You can learn how to photograph glass by using either of two interesting techniques. I learned these two specific methods in 1980 when I was at photography school.
Both methods I used were fairly complicated set-ups and needed a few lights to make the lighting work just right. The lighting shown here on this wine glass is called white-line lighting and the other was dark-line lighting.
Being the lighting geek that I am and liking to K.I.S.S. (keep it simple stupid), I thought it would be fun around with glassware lighting using a simple LCD flashlight. You can get the same interesting glass lighting with just a little experimenting and one single flashlight.
I originally wanted to name this article "7 ways to light glassware with a flashlight" but after playing around with the very-easy-to-use flashlight lighting I just named it how to photograph glass with a flashlight. Having a movable light source gives you an infinite number of slight variations in lighting and makes it easy to achieve an effect that you really like. Here is the video of my simple glassware lighting set-up.
Here's a video to show you how astonishingly simple this one light method works for photographing glassware. You can do this set-up in any room of your house, provided you have a little bit of space and that you can get near complete darkness.
This shot-glass photo on the left is the kind of poor glassware lighting you achieve if you don't purposefully pay attention to the dark and light lines that glassware produces.
This photo has flat lighting and had poor edge separation from the background. Glass is tricky to light because it is both transparent as well as highly reflective at the same time. Simply aiming a light source directly at glass will give you all kinds of trouble.
Here are three of the more interesting glass photos that resulted from this quick lighting exploration. You can vote for your favorite one below the glassware photos. Which one do you find the most interesting?
I did do these in a hurry right after shooting the video and had to do some retouching to eliminate the horizon in these photos. The background was was left over from a macro photography shoot I had just finished up.
If have a little more motivation and you want to create a really sharp, professional still life, watch this video. It's a little more complicated than my simple set-up, but you can get more creative with colors when using the water and food coloring drops.
This 2nd video is more about how to photograph glass as art.
Tripod. Although it is possible to shoot glass by holding your camera, a tripod is really a necessity. Not only to accurately compose the subject and adjust the background, but really the whole point of this exercise is to allow you to play with the lighting by walking around and trying different angles and positions for your flashlight.

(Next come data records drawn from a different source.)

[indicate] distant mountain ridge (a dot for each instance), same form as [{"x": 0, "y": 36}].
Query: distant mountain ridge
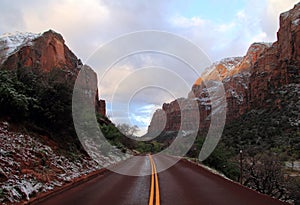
[{"x": 249, "y": 81}]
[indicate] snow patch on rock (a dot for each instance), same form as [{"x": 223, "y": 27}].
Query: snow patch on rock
[{"x": 12, "y": 42}]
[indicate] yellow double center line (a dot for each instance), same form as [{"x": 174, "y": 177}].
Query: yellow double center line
[{"x": 154, "y": 189}]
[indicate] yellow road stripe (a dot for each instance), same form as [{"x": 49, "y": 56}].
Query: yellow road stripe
[
  {"x": 154, "y": 175},
  {"x": 151, "y": 198}
]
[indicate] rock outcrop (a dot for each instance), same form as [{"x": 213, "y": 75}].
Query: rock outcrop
[
  {"x": 44, "y": 52},
  {"x": 248, "y": 81}
]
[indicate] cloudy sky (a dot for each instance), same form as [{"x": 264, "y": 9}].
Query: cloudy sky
[{"x": 220, "y": 28}]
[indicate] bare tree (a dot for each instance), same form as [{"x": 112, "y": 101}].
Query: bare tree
[{"x": 264, "y": 173}]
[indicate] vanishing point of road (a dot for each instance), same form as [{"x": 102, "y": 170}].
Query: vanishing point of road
[{"x": 184, "y": 183}]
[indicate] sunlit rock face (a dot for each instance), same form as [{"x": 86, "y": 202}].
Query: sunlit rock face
[{"x": 249, "y": 81}]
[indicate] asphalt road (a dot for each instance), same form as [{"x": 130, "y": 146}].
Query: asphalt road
[{"x": 184, "y": 183}]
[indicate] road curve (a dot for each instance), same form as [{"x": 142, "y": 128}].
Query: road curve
[{"x": 183, "y": 184}]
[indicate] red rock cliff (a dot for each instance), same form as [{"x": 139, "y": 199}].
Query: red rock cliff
[
  {"x": 248, "y": 81},
  {"x": 44, "y": 52}
]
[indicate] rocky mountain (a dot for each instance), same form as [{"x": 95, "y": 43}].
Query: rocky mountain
[
  {"x": 39, "y": 149},
  {"x": 44, "y": 53},
  {"x": 249, "y": 81}
]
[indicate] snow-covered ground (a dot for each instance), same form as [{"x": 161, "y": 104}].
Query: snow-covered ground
[{"x": 29, "y": 165}]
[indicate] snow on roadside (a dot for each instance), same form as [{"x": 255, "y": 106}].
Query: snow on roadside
[{"x": 29, "y": 166}]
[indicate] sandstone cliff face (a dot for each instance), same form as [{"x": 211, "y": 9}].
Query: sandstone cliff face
[
  {"x": 248, "y": 81},
  {"x": 43, "y": 52}
]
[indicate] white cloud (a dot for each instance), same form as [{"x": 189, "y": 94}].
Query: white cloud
[
  {"x": 87, "y": 24},
  {"x": 184, "y": 22}
]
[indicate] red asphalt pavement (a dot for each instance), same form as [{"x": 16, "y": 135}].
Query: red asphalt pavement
[{"x": 183, "y": 184}]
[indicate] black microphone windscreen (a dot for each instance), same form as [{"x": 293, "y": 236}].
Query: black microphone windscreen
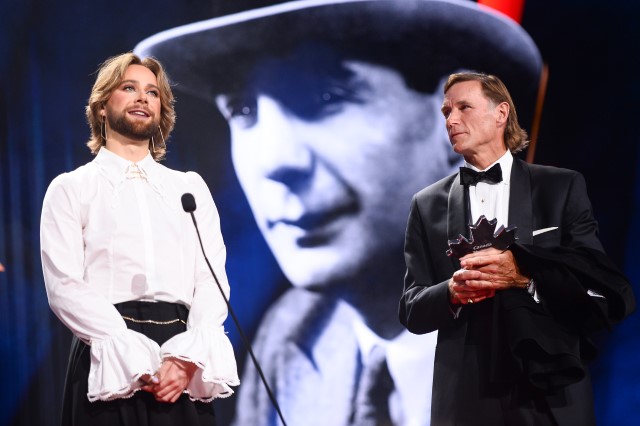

Reflectors. Any light colored surface will do. Just remember the the color of the light source (the type of bulb in the flashlight) and the color of the reflecting board both affect the color temperature of your resulting photograph.
A Dark Room. Any light source at all in the room will reflect on the shiny surfaces of the glass. There are some times that you may want to use any lights in the room intentionally. You just need to observe exactly how this light is affecting your glassware.
Enjoy the process that is involved in learning lighting technique. This kind of experimentation teaches us to "see the light" and its effect on the subject as it happens in real time. Lighting is really what photography is all about. It can be a bit tricky to learn how to photograph glass completely without reflections, glare, or shadows, but it's definitely a lot of fun to play around with.